Steve Herbert is an award-winning thought leader on Pensions and Employee Benefit issues.
I doubt that anyone involved in UK business will feel anything other than a surge of relief that the recent Purchasing Managers’ Index (PMI) data regarding both manufacturing and service industries has shown a marked improvement from that published immediately after the EU referendum result. This data shows that life – and business – goes on, and is therefore likely to be welcomed by all.
There is however a danger that the latest PMI findings may (as with last month’s figures) be over used to justify the campaigning positions of each side in the Brexit debate. Indeed it is noticeable that the national spoken media continues to balance their comments between Remain and Leave spokespeople, even though that debate has now concluded and all signs indicate Brexit is the way ahead for the UK. In reality, the debate about who was right prior to the referendum now becomes much less important than the ‘what next?’ question for employers and employees alike.
So, with that in mind, what next for employee benefits?
First – and importantly – employers should recognise that most of the legislation-led change in the employee benefits space is (and has been) driven by UK legislation and/or political promises rather than that of the European Union. As a result it is unlikely that exiting the EU will in itself significantly change the rules around company-sponsored benefits provision.
That said, it is worth noting that the underlying finances of the UK are about to undergo a seismic change. The UK has made the major decision to break from a close trading relationship of more than 40 years’ duration – and whether this is for good or ill there will doubtless be some major changes to the national finances. This in turn may influence government policy around tax incentives, so could well be a driver behind the future direction of travel of workplace benefits. In reality we are unlikely to know much more on this until the new Chancellor’s Budget statement in the autumn.
So at present it is a case of no change. But does this mean no action? Perhaps not, and I would highlight the following two points as being worthy of employer consideration at this time:
- As we have previously explored on this blog, the UK has a marked productivity deficit when compared to the other major economies of the G7. Although this has always been a concern, it is possible that our membership of the European Union has somewhat masked this issue in the recent past. In a post-Brexit environment it will become increasingly important that the nation (and by extension individual employers) improve this position to ensure that we remain competitive in the new world marketplace.
- The current (and very welcome) period of fiscal calm is primarily driven by an easing of the political turmoil immediately after the referendum, coupled with the reality that until such time as Article 50 is triggered our trading relationship with Europe remains unaltered. It follows that another period of turbulence could follow once the UK formally enters the EU notice period.
Given that there is currently a period of unexpected calm, now might be a good time to look again at both these issues. The more far-sighted employer will use this time wisely to future-proof their organisation against the uncertainties ahead. And perhaps both issues could be (at least partly) addressed by a robust use of employee benefits?

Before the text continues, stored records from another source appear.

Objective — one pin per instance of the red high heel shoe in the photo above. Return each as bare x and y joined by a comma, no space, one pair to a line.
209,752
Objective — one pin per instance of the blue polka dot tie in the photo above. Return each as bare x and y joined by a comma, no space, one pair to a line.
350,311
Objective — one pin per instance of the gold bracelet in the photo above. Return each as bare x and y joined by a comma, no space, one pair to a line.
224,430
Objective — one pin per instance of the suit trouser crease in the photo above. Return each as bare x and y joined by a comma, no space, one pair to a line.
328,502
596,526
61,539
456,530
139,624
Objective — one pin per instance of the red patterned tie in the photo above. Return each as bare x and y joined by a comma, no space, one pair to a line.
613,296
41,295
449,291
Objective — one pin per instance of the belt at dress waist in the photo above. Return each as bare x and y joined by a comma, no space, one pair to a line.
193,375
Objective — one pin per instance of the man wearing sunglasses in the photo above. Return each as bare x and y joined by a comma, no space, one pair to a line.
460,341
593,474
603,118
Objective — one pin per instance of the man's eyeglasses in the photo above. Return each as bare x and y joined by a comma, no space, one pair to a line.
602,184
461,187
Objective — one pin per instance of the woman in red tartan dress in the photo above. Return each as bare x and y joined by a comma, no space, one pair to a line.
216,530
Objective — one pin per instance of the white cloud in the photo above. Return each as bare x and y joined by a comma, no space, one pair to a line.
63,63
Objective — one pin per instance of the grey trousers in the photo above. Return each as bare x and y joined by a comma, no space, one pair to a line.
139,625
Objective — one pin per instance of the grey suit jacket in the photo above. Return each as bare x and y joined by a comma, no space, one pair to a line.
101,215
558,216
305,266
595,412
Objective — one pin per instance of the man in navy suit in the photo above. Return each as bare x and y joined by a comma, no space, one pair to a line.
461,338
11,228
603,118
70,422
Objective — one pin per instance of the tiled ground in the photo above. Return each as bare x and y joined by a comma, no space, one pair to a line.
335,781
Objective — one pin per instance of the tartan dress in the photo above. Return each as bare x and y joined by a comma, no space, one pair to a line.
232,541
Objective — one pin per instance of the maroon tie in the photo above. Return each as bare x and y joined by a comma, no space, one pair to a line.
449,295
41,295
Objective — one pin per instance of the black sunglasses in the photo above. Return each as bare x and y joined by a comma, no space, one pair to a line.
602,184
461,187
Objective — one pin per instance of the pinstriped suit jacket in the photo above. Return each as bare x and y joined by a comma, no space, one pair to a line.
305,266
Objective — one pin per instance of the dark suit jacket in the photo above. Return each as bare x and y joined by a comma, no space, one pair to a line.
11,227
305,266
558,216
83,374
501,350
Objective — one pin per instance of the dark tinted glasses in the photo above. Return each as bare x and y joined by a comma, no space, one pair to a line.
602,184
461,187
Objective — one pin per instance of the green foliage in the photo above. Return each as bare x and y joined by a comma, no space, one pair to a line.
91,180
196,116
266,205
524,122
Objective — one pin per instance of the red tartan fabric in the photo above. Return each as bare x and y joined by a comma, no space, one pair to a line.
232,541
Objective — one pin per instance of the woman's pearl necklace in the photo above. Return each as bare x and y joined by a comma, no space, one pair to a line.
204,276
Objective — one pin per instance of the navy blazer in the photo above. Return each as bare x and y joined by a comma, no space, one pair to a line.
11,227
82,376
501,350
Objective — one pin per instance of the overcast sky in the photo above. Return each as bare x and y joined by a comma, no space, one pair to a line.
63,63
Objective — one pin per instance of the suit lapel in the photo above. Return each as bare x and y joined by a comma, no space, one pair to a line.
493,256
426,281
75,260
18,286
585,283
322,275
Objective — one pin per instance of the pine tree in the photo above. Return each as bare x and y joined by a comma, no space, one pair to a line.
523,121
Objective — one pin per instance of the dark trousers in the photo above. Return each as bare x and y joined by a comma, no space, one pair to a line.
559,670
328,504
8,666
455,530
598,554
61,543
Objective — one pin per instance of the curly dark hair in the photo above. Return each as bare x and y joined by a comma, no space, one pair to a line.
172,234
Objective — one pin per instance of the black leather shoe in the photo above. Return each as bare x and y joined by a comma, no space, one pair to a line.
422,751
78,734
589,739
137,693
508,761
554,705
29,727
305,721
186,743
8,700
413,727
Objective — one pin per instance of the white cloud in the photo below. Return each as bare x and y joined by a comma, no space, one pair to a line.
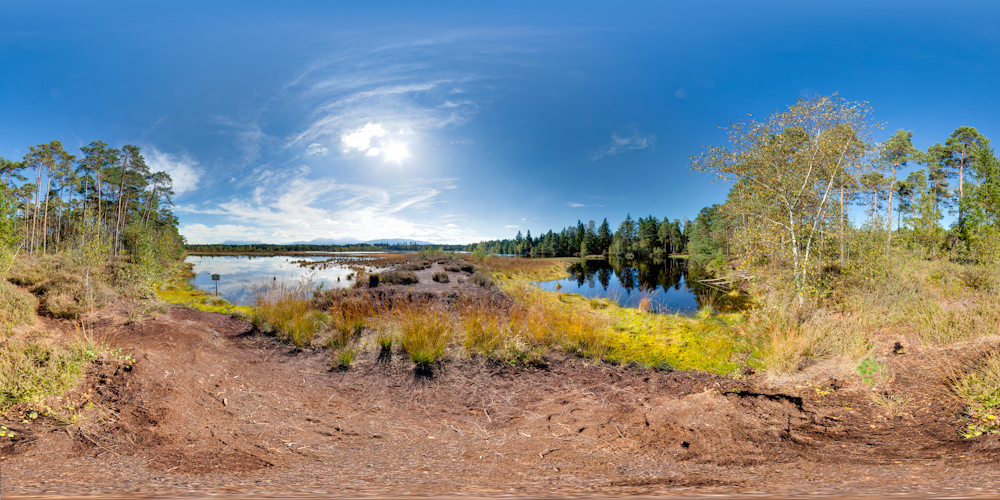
620,144
317,149
361,139
293,206
182,170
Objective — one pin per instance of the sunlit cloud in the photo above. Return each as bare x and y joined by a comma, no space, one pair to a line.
296,207
317,149
621,144
396,151
182,169
361,139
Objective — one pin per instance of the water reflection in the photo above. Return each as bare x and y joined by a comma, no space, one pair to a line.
668,284
238,272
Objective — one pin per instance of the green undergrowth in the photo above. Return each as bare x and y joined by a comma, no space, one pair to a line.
979,391
31,371
663,341
17,308
175,289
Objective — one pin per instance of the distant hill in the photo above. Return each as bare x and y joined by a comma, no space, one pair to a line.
351,241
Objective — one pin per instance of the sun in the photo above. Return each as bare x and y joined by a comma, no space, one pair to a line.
395,151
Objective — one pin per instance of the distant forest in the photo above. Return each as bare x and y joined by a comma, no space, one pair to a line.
278,248
647,237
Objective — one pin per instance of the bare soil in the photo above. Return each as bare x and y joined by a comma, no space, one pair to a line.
211,408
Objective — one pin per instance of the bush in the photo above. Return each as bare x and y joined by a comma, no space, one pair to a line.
482,279
17,307
29,270
67,295
400,277
460,267
287,309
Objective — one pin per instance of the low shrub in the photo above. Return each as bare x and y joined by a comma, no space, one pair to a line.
424,335
416,265
17,307
30,371
288,310
482,279
979,390
68,295
396,277
464,267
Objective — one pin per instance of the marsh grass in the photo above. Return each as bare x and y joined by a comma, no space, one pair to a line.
424,334
287,310
978,389
399,277
509,268
34,369
17,308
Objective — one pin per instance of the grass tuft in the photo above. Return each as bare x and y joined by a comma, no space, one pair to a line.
424,335
17,308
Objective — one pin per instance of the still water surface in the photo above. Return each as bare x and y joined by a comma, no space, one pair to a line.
627,282
238,272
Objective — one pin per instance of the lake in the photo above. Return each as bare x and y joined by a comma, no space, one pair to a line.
627,282
238,272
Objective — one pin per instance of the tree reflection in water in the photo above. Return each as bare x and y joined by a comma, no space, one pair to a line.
668,283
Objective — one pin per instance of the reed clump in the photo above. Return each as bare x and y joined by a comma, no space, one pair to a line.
17,307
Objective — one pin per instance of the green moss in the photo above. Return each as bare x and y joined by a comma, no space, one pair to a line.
31,371
707,342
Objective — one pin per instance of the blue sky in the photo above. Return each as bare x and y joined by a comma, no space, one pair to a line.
461,121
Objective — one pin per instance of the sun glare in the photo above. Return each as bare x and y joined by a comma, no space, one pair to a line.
395,151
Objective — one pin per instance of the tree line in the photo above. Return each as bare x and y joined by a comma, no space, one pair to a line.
797,174
647,237
104,202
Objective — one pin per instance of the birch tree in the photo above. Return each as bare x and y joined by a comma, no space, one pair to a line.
789,167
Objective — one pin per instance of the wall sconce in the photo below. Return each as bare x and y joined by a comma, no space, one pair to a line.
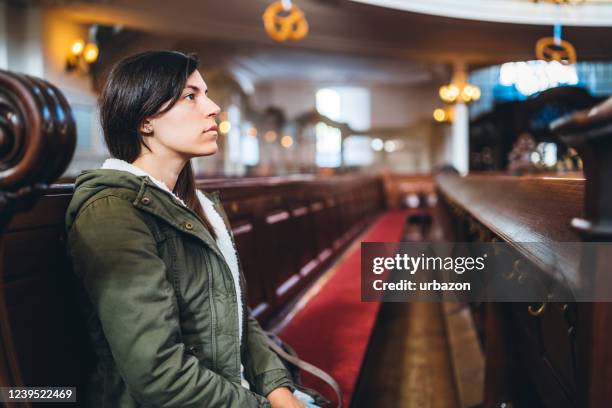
444,115
81,56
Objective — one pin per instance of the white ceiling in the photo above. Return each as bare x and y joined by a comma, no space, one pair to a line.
596,13
348,41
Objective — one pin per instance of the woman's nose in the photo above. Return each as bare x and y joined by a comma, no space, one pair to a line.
212,110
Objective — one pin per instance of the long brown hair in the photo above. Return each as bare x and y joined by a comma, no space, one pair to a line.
136,89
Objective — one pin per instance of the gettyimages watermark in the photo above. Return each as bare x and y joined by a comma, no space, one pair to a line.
486,272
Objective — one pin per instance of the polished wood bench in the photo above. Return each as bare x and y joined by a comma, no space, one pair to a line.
554,354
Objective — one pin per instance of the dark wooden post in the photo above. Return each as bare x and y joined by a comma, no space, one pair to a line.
590,133
37,141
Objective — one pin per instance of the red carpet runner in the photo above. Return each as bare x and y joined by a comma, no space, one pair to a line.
332,331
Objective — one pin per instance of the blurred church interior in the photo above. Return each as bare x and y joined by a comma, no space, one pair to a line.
387,120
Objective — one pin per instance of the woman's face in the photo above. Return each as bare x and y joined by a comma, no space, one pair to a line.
189,128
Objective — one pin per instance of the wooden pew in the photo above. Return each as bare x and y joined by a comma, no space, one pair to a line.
551,354
302,222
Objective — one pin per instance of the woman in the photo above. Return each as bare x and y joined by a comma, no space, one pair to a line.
165,297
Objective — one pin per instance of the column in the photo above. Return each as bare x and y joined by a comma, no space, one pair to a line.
461,124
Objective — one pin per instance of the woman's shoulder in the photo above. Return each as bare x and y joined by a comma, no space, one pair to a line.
110,204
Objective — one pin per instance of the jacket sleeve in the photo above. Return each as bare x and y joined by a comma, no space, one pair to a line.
267,370
115,255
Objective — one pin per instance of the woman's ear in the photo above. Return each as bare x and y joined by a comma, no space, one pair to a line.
146,128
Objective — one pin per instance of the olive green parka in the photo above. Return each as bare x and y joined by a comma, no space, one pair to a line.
161,302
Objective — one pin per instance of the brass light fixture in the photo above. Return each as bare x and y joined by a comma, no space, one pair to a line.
81,54
284,21
453,93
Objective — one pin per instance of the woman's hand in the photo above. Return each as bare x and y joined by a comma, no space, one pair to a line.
283,398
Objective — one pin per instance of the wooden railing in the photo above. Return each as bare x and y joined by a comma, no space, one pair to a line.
552,354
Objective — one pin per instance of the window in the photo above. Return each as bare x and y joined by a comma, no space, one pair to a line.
350,105
329,146
357,151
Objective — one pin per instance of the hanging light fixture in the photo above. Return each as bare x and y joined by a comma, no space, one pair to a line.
453,93
284,21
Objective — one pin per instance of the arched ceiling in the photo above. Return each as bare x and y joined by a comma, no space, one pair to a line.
589,13
348,39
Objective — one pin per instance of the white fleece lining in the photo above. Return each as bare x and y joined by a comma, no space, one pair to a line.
224,241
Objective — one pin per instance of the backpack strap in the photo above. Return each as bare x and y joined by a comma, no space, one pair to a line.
309,368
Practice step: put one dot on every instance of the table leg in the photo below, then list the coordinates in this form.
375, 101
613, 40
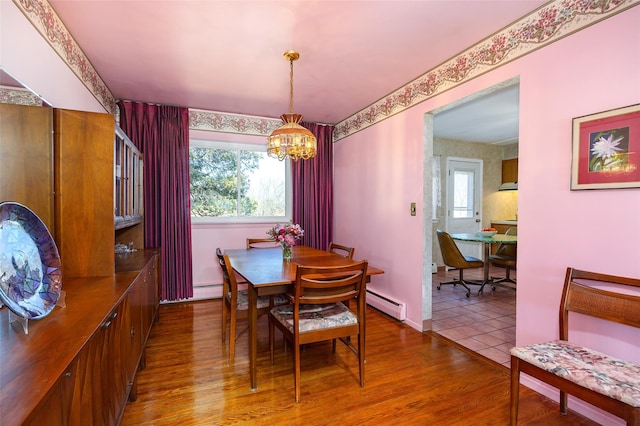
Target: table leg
253, 336
486, 280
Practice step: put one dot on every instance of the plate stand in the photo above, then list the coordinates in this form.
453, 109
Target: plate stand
24, 322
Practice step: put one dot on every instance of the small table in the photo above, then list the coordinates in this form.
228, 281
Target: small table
267, 273
487, 241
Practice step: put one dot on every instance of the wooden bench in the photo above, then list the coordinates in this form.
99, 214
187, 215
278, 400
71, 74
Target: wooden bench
603, 381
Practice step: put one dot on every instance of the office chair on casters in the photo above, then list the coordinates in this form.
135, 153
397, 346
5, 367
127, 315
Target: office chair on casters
455, 259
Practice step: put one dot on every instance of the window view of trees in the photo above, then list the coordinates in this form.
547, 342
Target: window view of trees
235, 183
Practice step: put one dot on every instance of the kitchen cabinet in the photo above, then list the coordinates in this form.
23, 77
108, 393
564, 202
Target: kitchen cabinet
83, 176
78, 364
26, 143
128, 191
510, 170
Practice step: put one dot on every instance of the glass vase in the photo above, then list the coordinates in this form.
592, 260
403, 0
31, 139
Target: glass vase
286, 252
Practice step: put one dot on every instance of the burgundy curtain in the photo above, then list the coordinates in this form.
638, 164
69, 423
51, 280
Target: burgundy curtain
312, 183
162, 134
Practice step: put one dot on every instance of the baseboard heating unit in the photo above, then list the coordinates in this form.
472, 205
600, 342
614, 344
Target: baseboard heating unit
389, 306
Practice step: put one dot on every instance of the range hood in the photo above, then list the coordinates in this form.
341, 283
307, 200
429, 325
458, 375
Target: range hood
508, 186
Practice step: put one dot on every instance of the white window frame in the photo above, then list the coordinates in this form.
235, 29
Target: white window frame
200, 143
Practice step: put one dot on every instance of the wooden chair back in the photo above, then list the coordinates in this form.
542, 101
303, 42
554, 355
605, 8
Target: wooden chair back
342, 250
260, 242
317, 285
508, 250
604, 304
229, 281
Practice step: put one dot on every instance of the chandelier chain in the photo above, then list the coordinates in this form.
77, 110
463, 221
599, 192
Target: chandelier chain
291, 86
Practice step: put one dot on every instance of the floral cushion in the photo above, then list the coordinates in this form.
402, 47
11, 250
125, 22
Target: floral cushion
315, 317
263, 301
593, 370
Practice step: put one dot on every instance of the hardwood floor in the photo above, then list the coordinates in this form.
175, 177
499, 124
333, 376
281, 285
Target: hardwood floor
410, 378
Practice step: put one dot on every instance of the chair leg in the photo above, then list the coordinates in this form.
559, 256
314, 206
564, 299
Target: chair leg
563, 403
296, 367
361, 359
232, 337
515, 389
460, 281
271, 351
224, 321
506, 278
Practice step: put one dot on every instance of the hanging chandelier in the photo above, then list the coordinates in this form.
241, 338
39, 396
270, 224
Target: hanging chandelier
291, 139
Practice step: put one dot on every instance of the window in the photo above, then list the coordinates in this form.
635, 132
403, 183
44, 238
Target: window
233, 182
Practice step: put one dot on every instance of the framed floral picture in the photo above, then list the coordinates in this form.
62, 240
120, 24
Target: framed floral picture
606, 150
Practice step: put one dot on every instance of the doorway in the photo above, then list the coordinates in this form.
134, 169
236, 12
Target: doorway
464, 201
468, 119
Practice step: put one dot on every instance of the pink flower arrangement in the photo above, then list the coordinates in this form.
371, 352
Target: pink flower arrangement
286, 235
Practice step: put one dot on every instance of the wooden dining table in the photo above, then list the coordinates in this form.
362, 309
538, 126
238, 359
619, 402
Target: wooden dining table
267, 273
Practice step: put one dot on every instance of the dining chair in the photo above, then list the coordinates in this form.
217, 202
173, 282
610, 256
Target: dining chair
318, 314
260, 242
235, 303
453, 258
342, 250
505, 257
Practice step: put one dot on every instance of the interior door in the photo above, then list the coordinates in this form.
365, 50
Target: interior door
464, 201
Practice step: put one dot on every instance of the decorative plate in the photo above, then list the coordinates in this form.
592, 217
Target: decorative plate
30, 268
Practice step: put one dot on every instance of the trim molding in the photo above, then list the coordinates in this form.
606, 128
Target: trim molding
549, 23
14, 95
232, 123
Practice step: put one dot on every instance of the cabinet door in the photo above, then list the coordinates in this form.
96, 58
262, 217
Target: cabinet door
510, 170
84, 192
26, 150
114, 378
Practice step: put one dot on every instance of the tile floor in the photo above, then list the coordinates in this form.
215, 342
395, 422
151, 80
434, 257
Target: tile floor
484, 323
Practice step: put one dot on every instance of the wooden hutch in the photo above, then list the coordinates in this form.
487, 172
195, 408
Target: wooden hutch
78, 364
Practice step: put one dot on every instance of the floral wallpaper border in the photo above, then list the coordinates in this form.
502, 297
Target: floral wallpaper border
12, 95
46, 21
549, 23
232, 123
543, 26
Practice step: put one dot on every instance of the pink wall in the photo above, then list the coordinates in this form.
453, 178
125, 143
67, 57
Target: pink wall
379, 171
38, 67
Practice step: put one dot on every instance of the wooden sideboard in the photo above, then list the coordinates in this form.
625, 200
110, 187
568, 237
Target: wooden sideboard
78, 364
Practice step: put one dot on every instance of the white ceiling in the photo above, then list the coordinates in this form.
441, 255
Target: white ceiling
227, 55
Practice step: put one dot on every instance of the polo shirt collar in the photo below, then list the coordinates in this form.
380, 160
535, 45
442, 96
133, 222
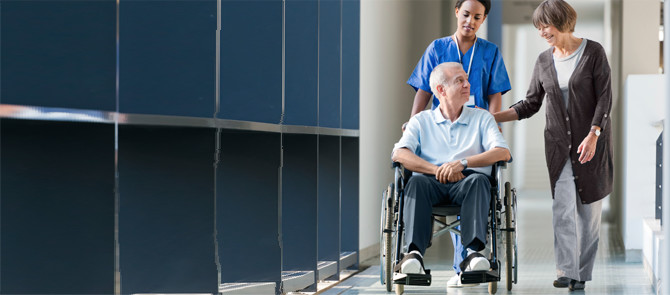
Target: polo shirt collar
463, 119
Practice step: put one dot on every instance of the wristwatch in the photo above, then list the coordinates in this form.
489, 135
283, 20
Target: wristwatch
464, 162
596, 131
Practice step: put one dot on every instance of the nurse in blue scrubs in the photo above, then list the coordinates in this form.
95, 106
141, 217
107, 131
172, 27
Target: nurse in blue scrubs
483, 63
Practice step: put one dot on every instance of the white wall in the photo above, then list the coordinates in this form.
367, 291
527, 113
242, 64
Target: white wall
643, 105
394, 35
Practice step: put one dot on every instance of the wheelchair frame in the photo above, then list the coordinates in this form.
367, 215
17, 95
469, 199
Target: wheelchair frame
502, 225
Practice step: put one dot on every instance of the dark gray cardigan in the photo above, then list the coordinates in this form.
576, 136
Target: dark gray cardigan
590, 104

Engagement and attendance can of course influence productivity, so making sure that your employees understand (and therefore better appreciate and use) the benefits on offer can only be a good thing for productivity.
By the same token ensuring that employees are prepared for whatever personal finance challenges Brexit may present will be really important. Financial stress can be damaging to both wellbeing and engagement, so it is a good idea for many more employers to offer financial education tools and/or workshops to help employees manage their finances better in whatever turbulent times may lie ahead.
I can’t think of a better way of ending this post than by repeating the words I wrote a little over two months ago: “As ever, it is about ensuring that the benefits package in place is competitive, relevant to employees, well communicated and (above all) that every facet of the offering is maximised to provide a return on investment (ROI) to the sponsoring employer. A quick search back through the archives of this blog will provide much information on such topics, as will a conversation with your usual Jelf consultant.
“Interesting times lie ahead, and the winners may be those that react quickly and decisively to the business challenges inherent in the Brexit decision.”